Across all human cultures, humans that are sick exhibit similar behavioural patterns. These include sleeping more, isolating from others, increased attention towards pain, and not eating as much. This general cluster is known as “sickness behaviour”. How much of these behaviours are genetically programmed vs learned is not fully understood. The “Eyam hypothesis” postulates that social isolation and not eating as much are genetically-programmed, and their purpose is to lower the chance that the infected organism spreads their disease to others. The evidence for this theory mainly comes from observing other social mammals. Mice, for instance, quarantine themselves when sick.

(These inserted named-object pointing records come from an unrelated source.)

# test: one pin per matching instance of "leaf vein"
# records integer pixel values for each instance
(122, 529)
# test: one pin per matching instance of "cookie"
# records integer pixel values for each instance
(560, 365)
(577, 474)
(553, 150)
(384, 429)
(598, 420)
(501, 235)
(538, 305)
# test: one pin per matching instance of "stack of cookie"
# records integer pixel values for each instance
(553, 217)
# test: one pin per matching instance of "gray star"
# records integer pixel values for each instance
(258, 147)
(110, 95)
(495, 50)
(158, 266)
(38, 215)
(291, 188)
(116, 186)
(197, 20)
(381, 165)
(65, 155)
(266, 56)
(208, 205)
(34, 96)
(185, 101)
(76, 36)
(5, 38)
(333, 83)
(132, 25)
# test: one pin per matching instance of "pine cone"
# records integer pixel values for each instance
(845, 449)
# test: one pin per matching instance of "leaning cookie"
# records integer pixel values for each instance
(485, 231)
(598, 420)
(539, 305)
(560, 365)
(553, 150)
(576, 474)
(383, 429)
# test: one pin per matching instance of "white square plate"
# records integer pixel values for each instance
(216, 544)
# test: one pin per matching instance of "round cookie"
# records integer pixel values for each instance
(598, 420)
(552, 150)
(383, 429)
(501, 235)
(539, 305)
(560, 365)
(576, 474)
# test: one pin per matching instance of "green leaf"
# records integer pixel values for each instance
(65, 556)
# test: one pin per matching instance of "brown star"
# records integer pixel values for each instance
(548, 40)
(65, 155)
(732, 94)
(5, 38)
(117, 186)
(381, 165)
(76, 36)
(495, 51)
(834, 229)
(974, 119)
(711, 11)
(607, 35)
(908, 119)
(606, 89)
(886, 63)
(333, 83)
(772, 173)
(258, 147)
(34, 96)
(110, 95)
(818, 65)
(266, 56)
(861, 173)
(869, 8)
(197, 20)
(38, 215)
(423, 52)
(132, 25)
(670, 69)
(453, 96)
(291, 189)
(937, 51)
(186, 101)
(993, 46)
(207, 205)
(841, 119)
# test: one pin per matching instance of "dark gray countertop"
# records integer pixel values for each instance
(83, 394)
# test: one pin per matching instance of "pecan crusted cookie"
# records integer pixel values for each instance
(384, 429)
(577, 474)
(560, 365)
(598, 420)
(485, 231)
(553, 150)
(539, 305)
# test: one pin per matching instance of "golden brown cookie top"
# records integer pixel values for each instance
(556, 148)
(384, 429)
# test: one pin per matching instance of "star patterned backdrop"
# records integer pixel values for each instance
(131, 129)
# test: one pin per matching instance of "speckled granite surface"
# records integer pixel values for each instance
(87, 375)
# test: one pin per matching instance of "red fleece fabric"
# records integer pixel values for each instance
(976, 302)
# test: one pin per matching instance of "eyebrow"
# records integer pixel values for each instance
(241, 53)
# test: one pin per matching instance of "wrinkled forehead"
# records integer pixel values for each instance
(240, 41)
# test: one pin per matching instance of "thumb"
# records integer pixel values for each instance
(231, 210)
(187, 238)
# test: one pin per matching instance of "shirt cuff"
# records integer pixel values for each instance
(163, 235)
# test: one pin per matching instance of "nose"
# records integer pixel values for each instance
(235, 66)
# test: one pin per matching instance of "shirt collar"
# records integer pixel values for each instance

During the acute “sickness behaviour” phase, there’s no doubt over-exertion can make symptoms worse. It seems the brain will push back against exertion and fight to make sure you feel fatigued and conserve energy for your immune system.
A growing body of anecdotal evidence suggests that Long COVID (which is typically defined as one or more symptoms lasting more than 3 months) is often triggered by people who return to strenuous activity too quickly. This could be due to the neural circuits of the PEM response becoming ingrained (the “false fatigue alarm” theory).
Furthermore, growing evidence suggests bits of COVID-19 virus can linger in the body for weeks. Many Long COVID patients exhibit the reactivation of Epstein-Barr virus. In animal models, Epstein-Barr reactivation is more likely under stressful conditions. This is another that exertion may trigger Long COVID — if you stress yourself out too much, Epstein-Barr reactivation can occur. About 90% of adults in the US have latent Epstein-Barr virus.
In my own case, I believe I had very likely had a mix of “false fatigue alarms” and Epstein-Barr reactivation — this seems to align the most closely with my experience.